Dieser Beitrag von Rudi Bogni erscheint in der neuen Rubrik finews.first. Darin nehmen renommierte Autorinnen und Autoren wöchentlich Stellung zu Wirtschafts- und Finanzthemen. Dabei äussern sie ihre eigene Meinung. Die Texte erscheinen auf Deutsch und Englisch. finews.first erscheint in Zusammenarbeit mit der Genfer Bank Pictet & Cie. Die Auswahl und Verantwortung der Beiträge liegt jedoch ausschliesslich bei den Herausgebern von finews.ch. 


Eine ganz unabhängige Sicht kann ich hier nicht anbieten. Denn mindestens zehn Jahre lang war ich selber ein «Insider». Ich stiess 1990 zum Schweizerischen Bankverein (SBV), wo ich die Leitung der damals defizitären Geschäftsstelle in London übernahm. Das waren in der Tat spannende Zeiten: Der SBV übernahm in rascher Kadenz den Derivate-Spezialisten O’Connor sowie den Vermögensverwalter Brinson, beide in Chicago domiziliert, sowie die geschichtsträchtige Merchant-Bank S.G. Warburg in London. Im Jahr 1997 wechselte ich dann in die Schweiz, wo ich die Private-Banking-Division des SBV und später diejenige der fusionierten UBS verantwortete.

Ich erinnere mich noch gut daran, wie ich damals in einem Interview betonte, dass es wichtig für das Swiss Banking sei, seine weltweit führende Position zu verteidigen, indem man das Fachwissen der Kundenberater rasch ausbaue und es mit den Tugenden und Werten dieses Geschäfts kopple. Ich unterstrich auch die Bedeutung lokaler Buchungszentren in den wichtigsten Märkten, um der Klientel steuerkonforme Anlageprodukte anzubieten.

«Ich bin von den Prinzipien des Bankgeheimnisses noch immer überzeugt»

Meine Äusserungen kamen insgesamt nicht gut. Zu sehr war man damals noch auf das traditionelle Schweizer Bankgeheimnis ausgerichtet. Dessen ungeachtet entschloss ich mich, meinen Weg zu gehen, und rückblickend bin ich heute vor allem auf zwei Dinge stolz, die ich seinerzeit initiiert habe: Nämlich ein Management-Training-Programm für Vermögensverwalter sowie – nicht zuletzt dank der Unterstützung des damaligen UBS-Präsidenten Marcel Ospel – die Gründung der Optimus Foundation.
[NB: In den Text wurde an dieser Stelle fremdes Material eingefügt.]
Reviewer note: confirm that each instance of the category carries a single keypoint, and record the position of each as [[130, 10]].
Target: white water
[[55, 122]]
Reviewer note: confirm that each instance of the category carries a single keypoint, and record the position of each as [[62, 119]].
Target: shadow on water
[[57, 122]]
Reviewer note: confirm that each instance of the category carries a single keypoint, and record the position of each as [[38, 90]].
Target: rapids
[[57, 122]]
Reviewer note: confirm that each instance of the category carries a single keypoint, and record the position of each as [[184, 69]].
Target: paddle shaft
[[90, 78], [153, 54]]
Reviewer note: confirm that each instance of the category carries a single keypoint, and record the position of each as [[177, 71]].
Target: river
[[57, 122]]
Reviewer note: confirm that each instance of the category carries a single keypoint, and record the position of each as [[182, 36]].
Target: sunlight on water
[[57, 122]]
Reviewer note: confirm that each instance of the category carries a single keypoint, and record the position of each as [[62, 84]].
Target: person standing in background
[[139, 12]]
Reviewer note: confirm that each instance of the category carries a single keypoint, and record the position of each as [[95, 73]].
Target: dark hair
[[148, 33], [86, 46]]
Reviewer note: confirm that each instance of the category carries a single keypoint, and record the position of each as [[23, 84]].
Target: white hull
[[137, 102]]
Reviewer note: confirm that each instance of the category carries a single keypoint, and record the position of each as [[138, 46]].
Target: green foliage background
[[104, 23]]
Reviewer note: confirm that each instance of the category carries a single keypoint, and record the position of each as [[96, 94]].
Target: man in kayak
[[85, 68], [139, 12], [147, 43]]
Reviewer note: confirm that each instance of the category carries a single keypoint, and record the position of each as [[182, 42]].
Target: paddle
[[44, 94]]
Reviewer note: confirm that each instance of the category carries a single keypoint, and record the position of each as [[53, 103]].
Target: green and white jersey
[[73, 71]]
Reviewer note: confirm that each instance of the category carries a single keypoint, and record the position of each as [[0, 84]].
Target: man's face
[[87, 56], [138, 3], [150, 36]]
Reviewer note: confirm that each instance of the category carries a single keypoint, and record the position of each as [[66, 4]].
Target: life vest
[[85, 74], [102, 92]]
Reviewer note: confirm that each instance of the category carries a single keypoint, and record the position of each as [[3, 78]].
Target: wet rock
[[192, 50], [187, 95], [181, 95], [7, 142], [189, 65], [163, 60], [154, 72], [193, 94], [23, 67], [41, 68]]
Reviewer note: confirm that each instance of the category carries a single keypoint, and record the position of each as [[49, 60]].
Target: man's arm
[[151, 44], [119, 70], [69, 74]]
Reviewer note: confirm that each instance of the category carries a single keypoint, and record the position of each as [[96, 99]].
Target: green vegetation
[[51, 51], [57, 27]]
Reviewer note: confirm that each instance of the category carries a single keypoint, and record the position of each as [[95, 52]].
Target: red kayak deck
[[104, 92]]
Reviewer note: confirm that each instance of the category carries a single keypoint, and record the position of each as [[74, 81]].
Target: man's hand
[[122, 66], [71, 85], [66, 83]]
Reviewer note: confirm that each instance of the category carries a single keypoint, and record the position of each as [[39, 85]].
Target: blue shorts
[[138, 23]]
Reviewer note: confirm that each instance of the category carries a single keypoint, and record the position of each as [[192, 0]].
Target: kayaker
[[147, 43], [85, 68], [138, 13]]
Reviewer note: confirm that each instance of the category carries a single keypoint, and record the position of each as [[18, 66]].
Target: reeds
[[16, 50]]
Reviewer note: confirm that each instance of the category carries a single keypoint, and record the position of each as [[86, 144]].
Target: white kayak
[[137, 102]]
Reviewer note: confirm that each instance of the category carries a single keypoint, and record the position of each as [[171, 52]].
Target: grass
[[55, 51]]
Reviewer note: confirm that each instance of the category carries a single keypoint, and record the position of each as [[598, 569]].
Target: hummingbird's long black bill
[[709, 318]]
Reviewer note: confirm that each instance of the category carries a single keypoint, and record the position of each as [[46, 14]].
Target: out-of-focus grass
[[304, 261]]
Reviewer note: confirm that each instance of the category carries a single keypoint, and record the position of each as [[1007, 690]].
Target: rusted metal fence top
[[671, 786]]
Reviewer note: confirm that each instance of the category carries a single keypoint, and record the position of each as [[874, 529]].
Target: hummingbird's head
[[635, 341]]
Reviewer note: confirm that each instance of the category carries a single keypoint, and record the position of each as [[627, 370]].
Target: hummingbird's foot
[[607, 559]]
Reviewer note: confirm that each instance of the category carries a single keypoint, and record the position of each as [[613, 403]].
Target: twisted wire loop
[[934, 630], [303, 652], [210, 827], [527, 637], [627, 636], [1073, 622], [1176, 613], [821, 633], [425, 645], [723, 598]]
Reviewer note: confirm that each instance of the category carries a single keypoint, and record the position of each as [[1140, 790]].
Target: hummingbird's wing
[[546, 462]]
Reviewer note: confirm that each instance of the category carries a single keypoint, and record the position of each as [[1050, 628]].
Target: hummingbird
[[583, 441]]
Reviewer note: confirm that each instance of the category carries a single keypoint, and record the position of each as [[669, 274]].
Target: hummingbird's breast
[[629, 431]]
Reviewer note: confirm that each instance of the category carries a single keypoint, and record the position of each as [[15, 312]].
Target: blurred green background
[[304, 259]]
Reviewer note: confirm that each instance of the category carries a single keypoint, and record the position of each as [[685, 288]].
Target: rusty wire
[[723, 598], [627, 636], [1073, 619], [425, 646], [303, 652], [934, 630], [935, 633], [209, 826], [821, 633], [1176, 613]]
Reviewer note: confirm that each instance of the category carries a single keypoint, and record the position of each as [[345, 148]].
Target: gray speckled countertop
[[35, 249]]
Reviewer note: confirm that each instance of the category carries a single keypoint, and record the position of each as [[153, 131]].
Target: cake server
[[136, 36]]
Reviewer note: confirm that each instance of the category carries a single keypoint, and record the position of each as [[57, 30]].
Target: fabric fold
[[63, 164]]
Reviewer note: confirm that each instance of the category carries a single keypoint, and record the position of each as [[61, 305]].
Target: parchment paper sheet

Trotz meiner durchaus pragmatischen Annahme, dass die Tage des Schweizer Bankgeheimnisses gezählt seien, war ich von dessen fundamentalen Prinzipien stets überzeugt. Vor diesem Hintergrund gehe ich auch heute noch davon aus, dass der angebliche Kampf gegen die Steuerhinterziehung höchstens zweitrangig der Grund für die internationalen Angriffe auf das Schweizer Bankgeheimnis darstellt. Die primäre und historische Motivation war stets, die Kontrolle über die Bürgerinnen und Bürger eines Landes zu erlangen.

«Waren Steuern im Dritten Reich etwa moralisch begründet?»

Um allfällige Missverständnisse aus dem Weg zu räumen: Ich halte daran fest, dass Bürgerinnen und Bürger eines Landes ehrlich ihre Steuern bezahlen sollen, als Teil des jeweiligen Gesellschaftsvertrags. Allerdings widerspreche ich vehement jenen Politikern, die behaupten, Steuern zu zahlen sei eine universelle moralische Verpflichtung. Waren Steuern im Dritten Reich etwa moralisch begründet? Ich belasse es bei der Frage.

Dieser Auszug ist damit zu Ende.